# **CUHK-STAT1013-Proj-B**
---
>name: Una, Shengyuan Zhong
>
>student ID: 1155156303
>
>email : <1155156303@link.cuhk.edu.hk>
---
## table of contents
1. [Introduction](##Introduction)
2. [Graphs-and-Descriptive-Statistics](##Graphs-and-Descriptive-Statistics)
3. [Verifying-Necessary-Data-Conditions](##Verifying-Necessary-Data-Conditions)

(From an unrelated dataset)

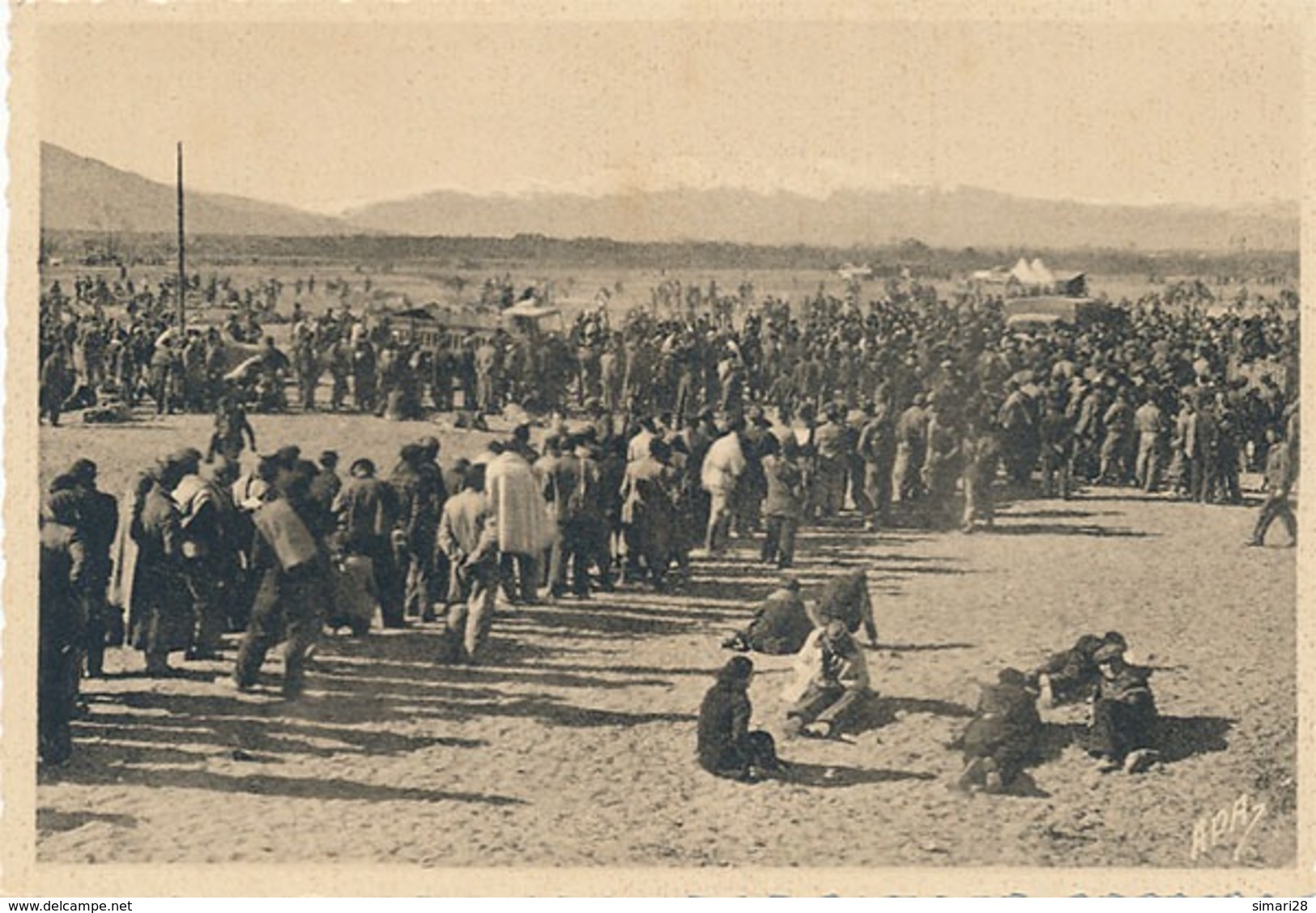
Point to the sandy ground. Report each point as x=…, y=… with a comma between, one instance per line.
x=573, y=744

4. [Hypothesis-Test](##Hypothesis-Test)
5. [Conclusion-and-Summary](##Conclusion-and-Summary)
## Introduction
- **How did you come up with the idea?**
>Because proj-A wrote this data once, I have a better understanding of this data, and I am very curious about the opening prices of some markets.
- **What are your hypotheses?**
>- **Sample size: 251**
>- **Feature documentation:**
> 
>- **Hypotheses: A data from February 2022 to February 2023, a total of 251 datas were recorded. The average opening price $\bar{x}$=120.37 with standard deviation $\hat{σ}$=23.27,Do these statistics contradict the belief that the average opening price is 121 ?**
>
>- ==**base on 251 datas, $\bar{x}$=120.37 and $\hat{σ}$=23.27, Recall the null and alternative hypothesis:**==
> ==**H~0~: μ=121**==
> ==**H~1~: μ≠121**==
- **What is the reason for your hypotheses?**
> Because $\bar{x}$=120.37and $\hat{σ}$=23.27 so I think the hypothesis value can be 121.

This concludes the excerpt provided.